Pada peringatan bagi mereka yang dibunuh oleh rezim, Anda akan dihadapkan dengan kuburan massal, pajangan tengkorak dan tulang, dan mendengar kisah pribadi yang mengerikan dari para penyintas.
Ini tentang sejauh mungkin dari pelayaran matahari terbenam Mekong yang bisa Anda dapatkan.
Tuol Sleng adalah pengingat mengerikan lainnya tentang masa lalu Kamboja yang tragis.
S21, seperti yang juga dikenal, adalah sekolah menengah Phnom Penh yang dikomandoi oleh Khmer Merah dan diubah menjadi pusat penyiksaan dan interogasi di mana lebih dari 18.000 orang Kamboja terbunuh.
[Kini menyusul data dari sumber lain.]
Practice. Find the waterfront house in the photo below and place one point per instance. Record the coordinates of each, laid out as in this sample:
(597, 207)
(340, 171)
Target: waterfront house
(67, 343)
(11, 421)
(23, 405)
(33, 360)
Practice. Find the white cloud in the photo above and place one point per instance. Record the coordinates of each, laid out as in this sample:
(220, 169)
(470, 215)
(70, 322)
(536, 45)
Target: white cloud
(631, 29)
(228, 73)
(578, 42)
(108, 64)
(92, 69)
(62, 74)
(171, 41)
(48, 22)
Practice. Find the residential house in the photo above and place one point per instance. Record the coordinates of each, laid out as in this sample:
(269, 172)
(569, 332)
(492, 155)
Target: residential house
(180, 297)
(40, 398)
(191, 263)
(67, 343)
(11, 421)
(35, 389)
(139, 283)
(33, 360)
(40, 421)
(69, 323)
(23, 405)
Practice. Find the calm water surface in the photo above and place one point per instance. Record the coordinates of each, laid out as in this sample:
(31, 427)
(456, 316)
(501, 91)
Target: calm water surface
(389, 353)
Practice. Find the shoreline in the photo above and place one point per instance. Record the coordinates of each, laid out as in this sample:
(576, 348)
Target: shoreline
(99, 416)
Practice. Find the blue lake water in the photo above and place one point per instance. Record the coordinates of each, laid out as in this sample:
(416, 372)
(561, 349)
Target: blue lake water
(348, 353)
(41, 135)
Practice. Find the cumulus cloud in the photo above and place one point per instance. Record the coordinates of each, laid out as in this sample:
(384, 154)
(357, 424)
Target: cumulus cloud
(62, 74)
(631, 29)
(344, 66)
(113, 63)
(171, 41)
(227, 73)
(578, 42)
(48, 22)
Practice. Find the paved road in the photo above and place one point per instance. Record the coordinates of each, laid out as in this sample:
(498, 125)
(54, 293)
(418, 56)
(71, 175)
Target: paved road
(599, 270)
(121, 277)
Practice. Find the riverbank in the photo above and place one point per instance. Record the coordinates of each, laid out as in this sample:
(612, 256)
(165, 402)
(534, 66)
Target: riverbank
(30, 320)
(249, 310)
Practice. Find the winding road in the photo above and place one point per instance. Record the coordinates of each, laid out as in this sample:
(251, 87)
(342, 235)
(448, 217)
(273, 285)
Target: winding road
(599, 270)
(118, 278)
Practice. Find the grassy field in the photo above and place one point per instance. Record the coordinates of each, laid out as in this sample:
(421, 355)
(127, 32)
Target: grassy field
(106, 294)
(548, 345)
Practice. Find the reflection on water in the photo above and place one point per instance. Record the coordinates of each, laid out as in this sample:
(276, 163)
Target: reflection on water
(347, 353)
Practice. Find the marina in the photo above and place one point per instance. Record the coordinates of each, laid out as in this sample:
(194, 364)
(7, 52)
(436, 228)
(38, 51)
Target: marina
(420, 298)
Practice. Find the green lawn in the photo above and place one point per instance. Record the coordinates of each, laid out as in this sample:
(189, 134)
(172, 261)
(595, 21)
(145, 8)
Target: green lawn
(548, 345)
Hari ini, Tuol Sleng adalah museum yang mencatat genosida. Berjalan melalui sel-sel asli dan bergidik pada beberapa instrumen penyiksaan yang digunakan. Deretan foto hitam-putih korban yang melapisi dinding sangat mengerikan.
Kritik konstruktif
Travel blogger tidak berbasa-basi ketika menggambarkan perubahan Phnom Penh yang belum selesai.
Seorang prajurit keyboard yang kecewa menulis, “Saya merasa sangat kewalahan karenanya. Itu berisik dan kotor dan tidak menyenangkan.”
Yang lain meratapi kurangnya estetika: “Bangunannya tidak begitu bagus … dan tepi lautnya mengecewakan untuk sedikitnya: Phnom Penh bukanlah kota yang cantik.”
Bukan lagi mutiara atau Paris, tampaknya.